Von der Zertifikatemenge für diese 15,8 Millionen Tonnen werden entsprechend auch nicht 24 Prozent in die Reserve gehen, wie in dem Fall, dass diese nicht in Anspruch genommen würden. Auch in den Folgejahren wäre dies der Fall, da ja auch die übrigen 76 Prozent weniger am Markt zirkulieren. Letztendlich werden also Zertifikate in der gesamten Größenordnung der Mehremissionen nicht vom Markt genommen. Die unvorhergesehenen CO2-Emissionen können auf diese Weise nicht kompensiert werden.

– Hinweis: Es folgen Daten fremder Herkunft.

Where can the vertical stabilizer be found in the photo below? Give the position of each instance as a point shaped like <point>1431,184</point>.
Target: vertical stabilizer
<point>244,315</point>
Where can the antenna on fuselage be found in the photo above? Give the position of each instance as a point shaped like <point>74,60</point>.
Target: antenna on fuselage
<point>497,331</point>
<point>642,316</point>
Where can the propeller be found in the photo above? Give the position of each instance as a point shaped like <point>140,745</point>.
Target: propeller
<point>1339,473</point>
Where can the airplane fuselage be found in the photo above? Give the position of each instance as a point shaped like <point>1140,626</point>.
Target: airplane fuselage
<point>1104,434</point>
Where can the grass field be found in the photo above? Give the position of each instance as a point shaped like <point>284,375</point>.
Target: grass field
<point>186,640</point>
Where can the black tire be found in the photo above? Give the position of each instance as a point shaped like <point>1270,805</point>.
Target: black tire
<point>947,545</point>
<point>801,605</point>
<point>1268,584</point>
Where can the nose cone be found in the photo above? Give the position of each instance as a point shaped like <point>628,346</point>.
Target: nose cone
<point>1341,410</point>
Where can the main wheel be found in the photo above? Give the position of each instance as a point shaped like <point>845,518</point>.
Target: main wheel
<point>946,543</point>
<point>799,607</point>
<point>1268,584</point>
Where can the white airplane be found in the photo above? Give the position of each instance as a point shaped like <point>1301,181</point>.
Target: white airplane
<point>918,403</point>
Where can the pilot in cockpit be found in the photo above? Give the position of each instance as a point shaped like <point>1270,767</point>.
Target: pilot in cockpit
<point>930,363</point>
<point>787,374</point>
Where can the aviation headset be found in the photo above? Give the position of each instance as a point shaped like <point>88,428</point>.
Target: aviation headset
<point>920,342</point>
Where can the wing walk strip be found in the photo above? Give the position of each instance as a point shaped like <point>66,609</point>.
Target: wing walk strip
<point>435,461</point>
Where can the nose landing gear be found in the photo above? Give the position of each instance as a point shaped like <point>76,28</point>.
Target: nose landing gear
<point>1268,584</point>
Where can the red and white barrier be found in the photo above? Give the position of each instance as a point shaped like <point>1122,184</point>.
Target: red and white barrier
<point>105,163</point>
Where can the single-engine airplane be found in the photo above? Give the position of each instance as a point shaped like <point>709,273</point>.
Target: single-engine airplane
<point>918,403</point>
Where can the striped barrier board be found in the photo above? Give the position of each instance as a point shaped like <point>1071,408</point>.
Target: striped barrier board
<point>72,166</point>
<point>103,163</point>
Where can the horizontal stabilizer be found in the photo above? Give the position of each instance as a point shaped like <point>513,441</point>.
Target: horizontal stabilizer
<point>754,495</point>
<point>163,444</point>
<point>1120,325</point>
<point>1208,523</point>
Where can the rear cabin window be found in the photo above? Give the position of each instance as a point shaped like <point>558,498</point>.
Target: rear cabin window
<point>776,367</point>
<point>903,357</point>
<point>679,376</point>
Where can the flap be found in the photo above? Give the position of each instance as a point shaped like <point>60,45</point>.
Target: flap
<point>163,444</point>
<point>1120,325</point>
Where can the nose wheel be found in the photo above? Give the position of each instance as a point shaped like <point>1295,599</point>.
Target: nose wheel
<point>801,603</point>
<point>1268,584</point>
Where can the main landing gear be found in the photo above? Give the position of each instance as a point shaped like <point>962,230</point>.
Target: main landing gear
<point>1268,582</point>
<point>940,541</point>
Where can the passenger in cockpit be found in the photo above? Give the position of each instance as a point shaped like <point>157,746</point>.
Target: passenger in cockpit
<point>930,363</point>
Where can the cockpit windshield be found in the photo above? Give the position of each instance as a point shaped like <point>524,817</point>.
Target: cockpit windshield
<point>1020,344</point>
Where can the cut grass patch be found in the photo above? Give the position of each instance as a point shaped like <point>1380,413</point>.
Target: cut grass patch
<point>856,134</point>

Energy Brainpool schlägt daher vor, auf die Mehremissionen im Zuge der Gaskrise mit einer Gesetzesänderung zu reagieren. "Eine Gesetzesänderung, die eine Löschung von Zertifikaten für den deutschen Kohleausstieg im vollen vom EU-Recht gedeckten Umfang ermöglicht, ist eine Handlungsoption ohne Abhängigkeit von der europäischen Gemengelage", so die Idee.
Denkbar sei auch eine Stilllegung von Zertifikaten durch nicht-staatliche Initiativen, allerdings seien beim derzeitigen Zertifikatspreis von 81,6 Euro pro Tonne CO2 1,29 Milliarden Euro notwendig, um die Mehremissionen durch den Weiterbetrieb der deutschen Kohlekraftwerke zu korrigieren. Diese Summe spreche dann doch eher für einen staatlichen Korrekturschritt. Die Empfehlung, für den kurzfristigen Weiterbetrieb von Kohlekraftwerken anstelle von Gaskraftwerken zusätzliche Emissionszertifikate zu löschen, hatte im Juni 2022 bereits das Öko-Institut ausgesprochen.